Anjur-Dietrich pointed out that federal government websites have always been regularly updated, either during an administration or its transition. But unless care is taken, broad, important themes such as climate change can become obscured.

“It is when web pages are changed without transparency, explanation, or careful documentation that the public’s access to information – and thus the ability to understand the implications of that information – is imperiled,” she said.

Activists have sought to resurrect removed information through the so-called Beetlejuice provision, which is where three separate freedom of information requests for the same thing requires the content to be publicly displayed.

The Beetlejuice tactic has been used on a range of agencies – including Nasa and the EPA – for climate data, renewable energy information and other content.

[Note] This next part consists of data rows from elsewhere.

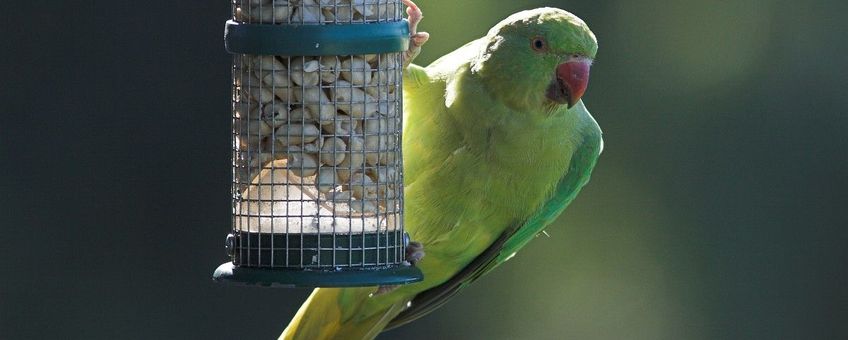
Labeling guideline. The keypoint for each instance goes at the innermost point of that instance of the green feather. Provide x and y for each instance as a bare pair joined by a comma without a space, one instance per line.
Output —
489,162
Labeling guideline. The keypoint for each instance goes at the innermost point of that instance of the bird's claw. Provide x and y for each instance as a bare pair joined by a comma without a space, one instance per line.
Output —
414,253
416,39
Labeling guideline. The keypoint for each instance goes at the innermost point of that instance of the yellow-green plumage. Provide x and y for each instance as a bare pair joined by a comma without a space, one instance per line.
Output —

Researchers fret that changes to online generalities aimed at the public may ultimately grow to become threat to their work.

“It’s a serious concern that we will lose this information because long-term, large-scale environmental data is very hard to come by,” said Stuart Pimm, an ecologist at Duke University who submitted one of the freedom of information requests.

“At this stage it’s a fear – I haven’t had colleagues saying they tried to get data and it’s no longer there. But this has to be viewed in the context of an administration that’s very hostile to science. I mean, we have a president who has said climate change is a Chinese plot.”

Amy Atwood, a senior attorney at the Center for Biological Diversity, added: “Scrubbing information about climate change will not make it any less dangerous.

“We’re going to fight the Trump administration’s efforts to bury the science showing the dangerous impacts of climate change at every turn.”